A Year 7 pupil said: ‘He was very interesting and nice. Also he was extremely amusing and has inspired me to do more creative writing!’
One of his themes was that anyone can do it as long as they are keen and don’t give up. He gave a special viewing of his first story he wrote when he was around five or six years old which went along the lines of: Francis Drake decided to attack Philip of Spain. So he did. The end. I honestly think that surprised quite a few people, how he started from such humble beginnings but grew up to become so famous!
Over two days he came to Lower School English classes. This gave him a chance to explain in greater depth and answer more questions. He read out the second chapter of his book Buried Thunder by popular demand, as he had read the first chapter in the assembly. He then told us how he had come up with the idea and how he then wrote it out; three bodies in a wood and a pair of fox eyes.
Mr Bowler said that the first time he puts his pen to paper it is never right, he has to keep on redrafting and rephrasing sentences and even paragraphs until they are perfect, or near enough! As well as that, sometimes his publisher does not accept his books or wants him to change small things. What was surprising about this was that, although he started quite early, he only got published when he was roughly 40.
He also gave a workshop for keen writers, and gave hints and tips about how to make their writing better.

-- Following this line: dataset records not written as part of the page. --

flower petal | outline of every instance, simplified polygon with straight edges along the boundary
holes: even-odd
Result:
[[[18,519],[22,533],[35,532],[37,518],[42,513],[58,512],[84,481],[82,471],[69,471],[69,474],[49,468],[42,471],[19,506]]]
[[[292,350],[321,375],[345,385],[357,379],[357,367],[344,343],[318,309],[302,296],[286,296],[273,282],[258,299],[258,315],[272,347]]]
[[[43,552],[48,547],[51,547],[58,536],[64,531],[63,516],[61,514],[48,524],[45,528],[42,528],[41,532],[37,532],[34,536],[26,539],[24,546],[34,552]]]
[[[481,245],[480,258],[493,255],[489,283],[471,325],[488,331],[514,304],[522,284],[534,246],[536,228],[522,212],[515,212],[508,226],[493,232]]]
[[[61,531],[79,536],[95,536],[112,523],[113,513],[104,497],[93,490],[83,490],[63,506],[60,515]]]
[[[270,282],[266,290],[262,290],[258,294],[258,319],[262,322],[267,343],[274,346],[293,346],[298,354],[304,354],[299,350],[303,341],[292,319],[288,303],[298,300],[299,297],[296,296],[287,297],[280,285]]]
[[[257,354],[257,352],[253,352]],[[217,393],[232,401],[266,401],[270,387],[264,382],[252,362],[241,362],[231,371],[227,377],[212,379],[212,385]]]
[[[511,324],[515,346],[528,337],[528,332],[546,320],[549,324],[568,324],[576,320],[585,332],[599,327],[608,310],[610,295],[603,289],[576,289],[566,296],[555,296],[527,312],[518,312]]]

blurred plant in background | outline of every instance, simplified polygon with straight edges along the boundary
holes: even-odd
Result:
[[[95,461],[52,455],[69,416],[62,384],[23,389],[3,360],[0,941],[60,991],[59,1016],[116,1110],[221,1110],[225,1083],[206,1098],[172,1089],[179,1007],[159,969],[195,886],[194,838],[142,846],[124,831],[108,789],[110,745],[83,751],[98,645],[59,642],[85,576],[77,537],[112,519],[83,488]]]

Mr Bowler told us that he is not the kind of author to plan out a plot, every chapter and every paragraph, but just thinks of a place and an unexpected object, or person in that place. For example: a frozen lake and a dead body. Next he told the students to start writing a paragraph on something similar, which produced some very original pieces of work.
We really enjoyed his talk and we hope that he will inspire writers for many more years to come!